Monk praised Homan’s “tremendous amount’’ of institutional knowledge. “She’s been a tremendous resource for us and we will miss her deeply,’’ he said. “She sees what needs to be done and she does what she needs to do to get the job done.
“She’s served in a number of important roles in the College and is an incredibly kind and caring and knowledgeable person,’’ Monk said.
Faculty and staff also cited the contributions of departing faculty: Stephanie Serriere, associate professor and director of the CEAED PK-4 program; Megan Hopkins, assistant professor and coordinator of CI 280: Introduction to English Language Learners and the Hazleton Project; Nicole Olcese, assistant professor and director of EDUCATE; and Amber Bismack, CEAED program manager and research assistant.
Serriere teaches elementary social studies. Her instruction at the graduate level includes civic engagement, service-learning, democracy and education and teacher inquiry. Her research project investigates the processes and products of youth civic engagement at an elementary school.
Hopkins teaches English language learning and world languages education, and Olcese specializes in technology and teacher education and language, culture and society. Bismack’s research is in childhood and early adolescent education and teacher education.
“It is always difficult when close colleagues, who also happen to be talented leaders and contributors, move on,’’ Zembal-Saul said. “It is important to recognize that we are a stronger community of scholars because of all they have done for our students, programs, relationships and research profile.’’
Zembal-Saul’s message was “We are better together.” She informed the group that in 2014 C&I faculty and graduate students taught 105 undergraduate courses affecting more than1,650 students and over 70 graduate courses with about 830 students.

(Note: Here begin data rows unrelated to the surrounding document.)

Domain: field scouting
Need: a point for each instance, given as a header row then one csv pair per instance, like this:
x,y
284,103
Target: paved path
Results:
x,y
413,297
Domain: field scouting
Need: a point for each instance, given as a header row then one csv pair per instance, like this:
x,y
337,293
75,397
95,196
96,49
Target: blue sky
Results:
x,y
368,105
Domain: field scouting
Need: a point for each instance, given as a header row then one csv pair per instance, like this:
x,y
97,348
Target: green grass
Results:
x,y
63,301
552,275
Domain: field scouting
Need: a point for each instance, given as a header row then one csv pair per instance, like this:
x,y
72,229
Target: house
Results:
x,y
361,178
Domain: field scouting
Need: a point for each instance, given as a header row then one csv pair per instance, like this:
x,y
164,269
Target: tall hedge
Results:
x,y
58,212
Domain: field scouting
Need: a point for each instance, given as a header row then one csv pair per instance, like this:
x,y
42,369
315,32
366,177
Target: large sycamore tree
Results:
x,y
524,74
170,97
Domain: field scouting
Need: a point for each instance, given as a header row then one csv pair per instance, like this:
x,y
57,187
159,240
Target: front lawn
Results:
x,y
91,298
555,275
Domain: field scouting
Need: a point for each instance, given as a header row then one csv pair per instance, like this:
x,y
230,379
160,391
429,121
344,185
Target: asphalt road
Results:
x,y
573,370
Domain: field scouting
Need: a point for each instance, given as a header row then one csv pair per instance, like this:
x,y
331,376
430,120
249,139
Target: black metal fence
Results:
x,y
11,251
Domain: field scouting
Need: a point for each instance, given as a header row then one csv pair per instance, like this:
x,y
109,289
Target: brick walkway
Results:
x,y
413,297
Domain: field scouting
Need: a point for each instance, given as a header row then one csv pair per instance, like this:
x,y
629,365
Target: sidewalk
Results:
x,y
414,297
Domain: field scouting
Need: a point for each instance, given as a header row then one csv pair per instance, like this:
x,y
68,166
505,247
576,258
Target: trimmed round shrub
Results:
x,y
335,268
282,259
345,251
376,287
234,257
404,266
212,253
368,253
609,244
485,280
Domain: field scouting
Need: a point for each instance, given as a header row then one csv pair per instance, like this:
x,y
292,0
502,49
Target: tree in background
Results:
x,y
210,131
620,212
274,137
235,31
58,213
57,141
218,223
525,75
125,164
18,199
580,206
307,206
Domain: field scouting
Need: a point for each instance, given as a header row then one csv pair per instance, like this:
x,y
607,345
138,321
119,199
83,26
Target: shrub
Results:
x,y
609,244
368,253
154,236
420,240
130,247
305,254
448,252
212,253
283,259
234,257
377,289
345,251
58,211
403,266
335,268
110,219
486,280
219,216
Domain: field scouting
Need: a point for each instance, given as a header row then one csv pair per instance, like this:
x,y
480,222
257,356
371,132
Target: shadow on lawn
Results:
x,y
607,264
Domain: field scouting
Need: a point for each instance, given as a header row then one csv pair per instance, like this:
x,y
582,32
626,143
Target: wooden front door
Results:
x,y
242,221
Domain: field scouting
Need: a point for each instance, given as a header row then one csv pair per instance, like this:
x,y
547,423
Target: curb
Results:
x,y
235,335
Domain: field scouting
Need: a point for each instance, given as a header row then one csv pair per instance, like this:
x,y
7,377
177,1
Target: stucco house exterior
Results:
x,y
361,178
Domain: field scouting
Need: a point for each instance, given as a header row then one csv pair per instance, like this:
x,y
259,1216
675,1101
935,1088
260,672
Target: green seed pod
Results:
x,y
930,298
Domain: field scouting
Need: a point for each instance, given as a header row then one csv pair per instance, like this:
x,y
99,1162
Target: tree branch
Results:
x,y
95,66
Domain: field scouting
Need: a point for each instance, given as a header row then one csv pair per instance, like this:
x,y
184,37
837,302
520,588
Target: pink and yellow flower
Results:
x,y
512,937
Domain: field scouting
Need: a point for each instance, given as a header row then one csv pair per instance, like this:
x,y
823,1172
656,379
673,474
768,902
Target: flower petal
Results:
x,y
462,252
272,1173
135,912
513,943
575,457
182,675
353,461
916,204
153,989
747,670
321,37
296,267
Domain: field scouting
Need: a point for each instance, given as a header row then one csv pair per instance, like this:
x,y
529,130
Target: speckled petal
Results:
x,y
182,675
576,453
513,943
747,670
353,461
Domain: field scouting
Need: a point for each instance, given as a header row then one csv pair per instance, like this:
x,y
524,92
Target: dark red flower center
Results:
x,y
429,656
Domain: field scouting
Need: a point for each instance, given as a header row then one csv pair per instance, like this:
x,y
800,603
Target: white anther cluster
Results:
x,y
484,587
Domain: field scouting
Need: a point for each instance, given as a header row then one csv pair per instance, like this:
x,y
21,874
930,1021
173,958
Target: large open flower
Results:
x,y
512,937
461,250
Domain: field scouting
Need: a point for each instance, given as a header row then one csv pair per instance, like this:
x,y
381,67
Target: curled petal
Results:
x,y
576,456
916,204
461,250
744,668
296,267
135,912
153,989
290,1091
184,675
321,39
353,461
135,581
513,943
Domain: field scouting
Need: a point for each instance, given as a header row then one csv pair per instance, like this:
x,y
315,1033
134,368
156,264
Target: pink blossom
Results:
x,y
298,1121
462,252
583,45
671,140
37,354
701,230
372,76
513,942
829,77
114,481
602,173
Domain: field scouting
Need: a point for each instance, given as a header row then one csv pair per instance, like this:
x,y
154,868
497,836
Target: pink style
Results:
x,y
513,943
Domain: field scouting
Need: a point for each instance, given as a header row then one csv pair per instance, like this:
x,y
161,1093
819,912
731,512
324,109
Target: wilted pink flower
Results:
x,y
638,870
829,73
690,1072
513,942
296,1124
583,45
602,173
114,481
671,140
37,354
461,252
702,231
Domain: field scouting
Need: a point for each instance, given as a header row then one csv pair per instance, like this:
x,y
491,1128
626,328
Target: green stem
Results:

Thirty-eight integrated undergraduate-graduate students, and 75 master’s degrees were conferred along with 24 doctoral degrees on May 10.
A significant highlight was the recent development and launch of the expanded C&I M.Ed. offered via World Campus.
Zembal-Saul also slipped in the number 55, which as of May 6 was the number of days she had remaining as C&I department head before Rose Mary Zbiek takes over on July 1.
“It has been a privilege to serve C&I as department head for the past five years,’’ Zembal-Saul said. “I have gotten to know my colleagues much better, and I have learned what it takes to run a large and complex department like C&I. I will be a better faculty member for having served in this role.’’
Zembal-Saul presented Zbiek with a red-and-white “Easy Button’’ that states, “That was easy,’’ whenever the button is pushed. Zembal-Saul said to laughter among the faculty that the button was “dusty.’’
“Seriously, the two colleagues work well together and have planned a smooth leadership transition to continue the tradition of excellence in C&I research and practice for faculty, staff, students, and alumni,’’ Zembal-Saul said.